By Emily Holter
Capital News Service
RICHMOND — On a split vote, a legislative committee has approved a bill to halt the construction of power plants that use fossil fuels and pipelines that carry such fuels after 2020 and to develop a plan for Virginia to rely totally on renewable energy for generating electricity by 2036.
The House Commerce and Labor Committee voted 9-7 on Wednesday in favor of HB 1635, which would place a moratorium effective Jan. 1, 2021, on issuing permits for electrical generating facilities that use fossil fuels such as coal or natural gas. The moratorium also would apply to pipelines, refineries and other facilities associated with fossil fuels.
Moreover, the bill mandates that beginning in 2036, all electricity sold by public utilities in the state must be generated from clean energy resources.
“It challenges Virginia to come up with an aggressive 100 percent renewables plan in the next 15 years,” said the measure’s sponsor, Del. Sam Rasoul, D-Roanoke. “We clearly have heeded the warning that we are in an environmental crisis that could lead to an economic crisis.”

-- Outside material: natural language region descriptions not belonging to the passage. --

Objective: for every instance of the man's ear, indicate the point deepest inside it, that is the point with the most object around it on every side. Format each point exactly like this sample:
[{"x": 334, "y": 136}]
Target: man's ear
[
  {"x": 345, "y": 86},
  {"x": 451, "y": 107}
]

There are more than 97,000 jobs in the solar, wind and other renewable-energy industries in Virginia, Rasoul said. He said the bill would create more jobs and boost the economy, especially in impoverished areas, while helping to mitigate the effects of climate change.
But the bill’s opponents argue that the timetable to switch electricity production from fossil fuels to renewable energy is too short.
Del. Tony Wilt, R-Harrisonburg, said that he supports renewable energy but that the plan would have negative consequences on the state.
“People are reading too much into the tea leaves,” Wilt said. “Moving from A to Q in a short amount of time could be devastating.”
Rasoul’s bill initially called for imposing a moratorium on the construction of fossil-fuel power plants, pipelines and other facilities on Jan. 1, 2020. The House Commerce and Labor Committee changed the date to 2021 before voting on the legislation.
Republican Del. Tim Hugo of Fairfax joined eight Democrats on the committee in voting for the bill. Five Republicans and two Democrats voted against the measure. Six committee members — all Republicans — did not vote.
In an interview Wednesday, Rasoul acknowledged that it would be difficult for the bill to pass the full House of Delegates. But he said that he is glad people are talking about moving away from fossil fuels — and that he is hopeful for his proposal in the long term.
“It is time for Virginia to be bold if we want to move in the right direction,” Rasoul said.